The Polish Rifle Squads (Polskie Drużyny Strzeleckie, PDS) was a Polish pro-independence paramilitary organization, founded in 1911 by the Youth Independence Organization Zarzewie in the Austro-Hungarian sector of partitioned Poland. Among its founders were Norwid Neugebauer, Marian Januszajtis-Żegota, Henryk Bagiński and Eugeniusz Homer.

The organization was similar in spirit to, and closely cooperated with, the Riflemen's Association. It too was supported by the Austro-Hungarian government, which wanted to raise a Polish army for use in World War I. By 1914 the organization numbered 6,000 members. Most of them joined Józef Piłsudski's Polish Legions in World War I.
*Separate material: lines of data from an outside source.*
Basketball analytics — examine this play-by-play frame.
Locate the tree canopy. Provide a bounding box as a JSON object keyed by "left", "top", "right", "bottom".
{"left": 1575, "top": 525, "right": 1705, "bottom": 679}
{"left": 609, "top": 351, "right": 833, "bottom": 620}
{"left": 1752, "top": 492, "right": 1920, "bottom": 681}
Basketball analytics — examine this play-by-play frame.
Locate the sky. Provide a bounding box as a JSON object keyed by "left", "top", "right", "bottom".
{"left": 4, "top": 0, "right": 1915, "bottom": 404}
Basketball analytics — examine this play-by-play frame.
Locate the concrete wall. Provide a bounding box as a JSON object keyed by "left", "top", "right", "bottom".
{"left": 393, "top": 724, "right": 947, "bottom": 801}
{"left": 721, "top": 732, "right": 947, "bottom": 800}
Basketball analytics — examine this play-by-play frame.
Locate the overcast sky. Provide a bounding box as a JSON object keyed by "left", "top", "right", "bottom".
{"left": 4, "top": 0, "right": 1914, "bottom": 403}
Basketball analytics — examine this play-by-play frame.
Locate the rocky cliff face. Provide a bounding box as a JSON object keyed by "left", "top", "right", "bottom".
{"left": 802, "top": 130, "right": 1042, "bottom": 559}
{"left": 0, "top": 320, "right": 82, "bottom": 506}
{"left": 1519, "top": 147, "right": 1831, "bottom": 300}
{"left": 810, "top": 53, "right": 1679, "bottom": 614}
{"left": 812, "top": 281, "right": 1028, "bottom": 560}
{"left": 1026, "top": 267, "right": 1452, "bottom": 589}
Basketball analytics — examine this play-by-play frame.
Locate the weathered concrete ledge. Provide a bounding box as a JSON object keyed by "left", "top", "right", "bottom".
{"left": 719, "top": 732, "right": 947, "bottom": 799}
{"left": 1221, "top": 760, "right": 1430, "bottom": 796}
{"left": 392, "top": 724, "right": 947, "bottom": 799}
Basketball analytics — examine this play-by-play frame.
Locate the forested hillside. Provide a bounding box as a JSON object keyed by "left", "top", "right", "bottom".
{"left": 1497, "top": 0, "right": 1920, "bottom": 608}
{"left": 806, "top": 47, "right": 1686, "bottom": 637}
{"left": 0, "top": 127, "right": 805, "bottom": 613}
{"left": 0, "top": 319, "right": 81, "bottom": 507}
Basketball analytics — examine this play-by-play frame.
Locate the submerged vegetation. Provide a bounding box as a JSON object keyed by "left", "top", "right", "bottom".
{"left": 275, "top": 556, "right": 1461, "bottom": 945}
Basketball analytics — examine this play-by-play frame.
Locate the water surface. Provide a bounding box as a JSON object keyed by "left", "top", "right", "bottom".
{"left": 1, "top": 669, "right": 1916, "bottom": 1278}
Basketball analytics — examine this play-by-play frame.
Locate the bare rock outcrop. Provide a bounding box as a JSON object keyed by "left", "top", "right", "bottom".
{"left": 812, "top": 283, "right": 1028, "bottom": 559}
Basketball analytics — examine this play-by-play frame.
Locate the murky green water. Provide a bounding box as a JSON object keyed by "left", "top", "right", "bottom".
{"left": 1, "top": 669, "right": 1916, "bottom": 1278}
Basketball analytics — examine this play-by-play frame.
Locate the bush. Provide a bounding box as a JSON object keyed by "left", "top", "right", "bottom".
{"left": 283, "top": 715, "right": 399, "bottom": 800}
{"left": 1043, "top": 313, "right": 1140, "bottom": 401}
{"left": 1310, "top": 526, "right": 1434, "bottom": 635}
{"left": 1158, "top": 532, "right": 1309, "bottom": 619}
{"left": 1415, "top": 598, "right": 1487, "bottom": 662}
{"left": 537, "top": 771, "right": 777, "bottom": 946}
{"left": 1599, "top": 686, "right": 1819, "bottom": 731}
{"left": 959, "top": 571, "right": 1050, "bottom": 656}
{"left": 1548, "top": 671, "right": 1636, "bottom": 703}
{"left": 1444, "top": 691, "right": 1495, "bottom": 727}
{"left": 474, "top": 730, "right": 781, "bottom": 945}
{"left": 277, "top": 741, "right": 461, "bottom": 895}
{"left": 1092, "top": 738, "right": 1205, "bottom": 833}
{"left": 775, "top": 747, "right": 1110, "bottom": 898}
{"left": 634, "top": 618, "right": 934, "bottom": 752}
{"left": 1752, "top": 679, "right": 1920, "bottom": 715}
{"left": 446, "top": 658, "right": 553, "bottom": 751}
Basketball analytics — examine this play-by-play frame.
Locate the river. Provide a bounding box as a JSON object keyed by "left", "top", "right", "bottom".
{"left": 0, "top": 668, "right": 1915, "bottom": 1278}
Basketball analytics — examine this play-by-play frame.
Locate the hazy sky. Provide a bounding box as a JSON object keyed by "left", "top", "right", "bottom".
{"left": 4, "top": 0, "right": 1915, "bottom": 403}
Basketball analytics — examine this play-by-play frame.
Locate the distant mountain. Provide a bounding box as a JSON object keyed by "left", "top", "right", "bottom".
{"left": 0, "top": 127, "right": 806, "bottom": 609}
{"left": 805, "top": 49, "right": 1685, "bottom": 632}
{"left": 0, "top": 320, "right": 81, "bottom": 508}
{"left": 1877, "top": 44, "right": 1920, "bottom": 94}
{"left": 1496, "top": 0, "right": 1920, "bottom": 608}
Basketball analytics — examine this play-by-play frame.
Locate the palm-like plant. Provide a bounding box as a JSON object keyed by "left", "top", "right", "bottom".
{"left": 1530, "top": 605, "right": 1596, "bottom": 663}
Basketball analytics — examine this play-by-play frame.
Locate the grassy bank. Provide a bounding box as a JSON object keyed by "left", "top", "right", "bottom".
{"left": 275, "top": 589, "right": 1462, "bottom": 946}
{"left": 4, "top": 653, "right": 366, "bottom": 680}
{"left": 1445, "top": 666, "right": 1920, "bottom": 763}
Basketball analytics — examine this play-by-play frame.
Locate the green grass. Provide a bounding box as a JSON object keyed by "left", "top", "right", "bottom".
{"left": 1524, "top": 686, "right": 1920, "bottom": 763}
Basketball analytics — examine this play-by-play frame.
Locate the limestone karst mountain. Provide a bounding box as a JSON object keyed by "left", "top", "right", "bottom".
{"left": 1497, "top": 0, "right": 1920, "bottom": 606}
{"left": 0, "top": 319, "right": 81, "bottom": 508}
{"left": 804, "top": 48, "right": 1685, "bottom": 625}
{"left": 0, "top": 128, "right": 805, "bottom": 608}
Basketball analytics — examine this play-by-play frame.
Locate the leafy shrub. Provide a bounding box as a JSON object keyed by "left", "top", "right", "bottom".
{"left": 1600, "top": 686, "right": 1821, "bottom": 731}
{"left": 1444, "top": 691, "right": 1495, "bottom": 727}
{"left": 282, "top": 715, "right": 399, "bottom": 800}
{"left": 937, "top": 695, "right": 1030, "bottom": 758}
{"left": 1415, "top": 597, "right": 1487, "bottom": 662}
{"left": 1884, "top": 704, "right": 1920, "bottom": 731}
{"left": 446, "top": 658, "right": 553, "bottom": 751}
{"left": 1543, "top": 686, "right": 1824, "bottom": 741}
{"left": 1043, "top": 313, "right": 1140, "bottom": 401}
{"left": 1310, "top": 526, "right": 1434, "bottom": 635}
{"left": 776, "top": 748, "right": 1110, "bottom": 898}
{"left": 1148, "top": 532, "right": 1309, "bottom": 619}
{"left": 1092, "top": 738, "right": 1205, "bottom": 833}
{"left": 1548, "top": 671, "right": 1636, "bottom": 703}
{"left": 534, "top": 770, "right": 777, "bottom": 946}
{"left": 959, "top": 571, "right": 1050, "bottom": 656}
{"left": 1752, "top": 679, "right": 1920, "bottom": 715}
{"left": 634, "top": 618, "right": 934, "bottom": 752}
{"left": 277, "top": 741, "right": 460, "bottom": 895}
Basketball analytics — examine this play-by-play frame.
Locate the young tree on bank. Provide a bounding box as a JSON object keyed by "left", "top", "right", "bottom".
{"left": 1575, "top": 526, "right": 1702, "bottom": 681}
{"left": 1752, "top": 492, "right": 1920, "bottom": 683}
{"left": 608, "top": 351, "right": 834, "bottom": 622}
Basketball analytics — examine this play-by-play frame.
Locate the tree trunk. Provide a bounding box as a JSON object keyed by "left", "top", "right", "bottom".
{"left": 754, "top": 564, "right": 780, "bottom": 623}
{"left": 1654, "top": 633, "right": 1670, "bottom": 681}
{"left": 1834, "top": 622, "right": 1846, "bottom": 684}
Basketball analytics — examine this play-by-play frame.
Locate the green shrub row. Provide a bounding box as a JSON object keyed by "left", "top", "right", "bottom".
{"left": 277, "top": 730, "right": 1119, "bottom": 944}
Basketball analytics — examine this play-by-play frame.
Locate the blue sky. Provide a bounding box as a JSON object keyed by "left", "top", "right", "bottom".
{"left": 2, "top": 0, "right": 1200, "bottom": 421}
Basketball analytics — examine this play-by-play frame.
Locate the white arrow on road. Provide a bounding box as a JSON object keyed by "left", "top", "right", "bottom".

Before its legalization, the PDS operated as an underground organization called Polish Military Alliance (Polski Zwiazek Wojskowy, PZW). Its objective was to prepare the Polish nation for fight for independence, with emphasis on training of officer corps of the future army. In October 1910, the PZW took the name Armia Polska (Polish Army), organizing paramilitary courses in Austrian Galicia, as well as in Congress Poland and Vienna. In 1911-1912, after legalization and changing name to Polish Rifle Squads, the organization had 650 members. By the outbreak of the First World War, its membership grew rapidly, to over 6,000 members, divided into 127 so-called rifle teams. The PDS closely cooperated with the Union of Active Struggle, and as a result, both organizations coordinated their activities, introducing same kind of uniforms. Members of the PDS used several kinds of weapons during military training courses. Most popular were Mannlicher–Schönauer and obsolete M1867 Werndl–Holub rifles.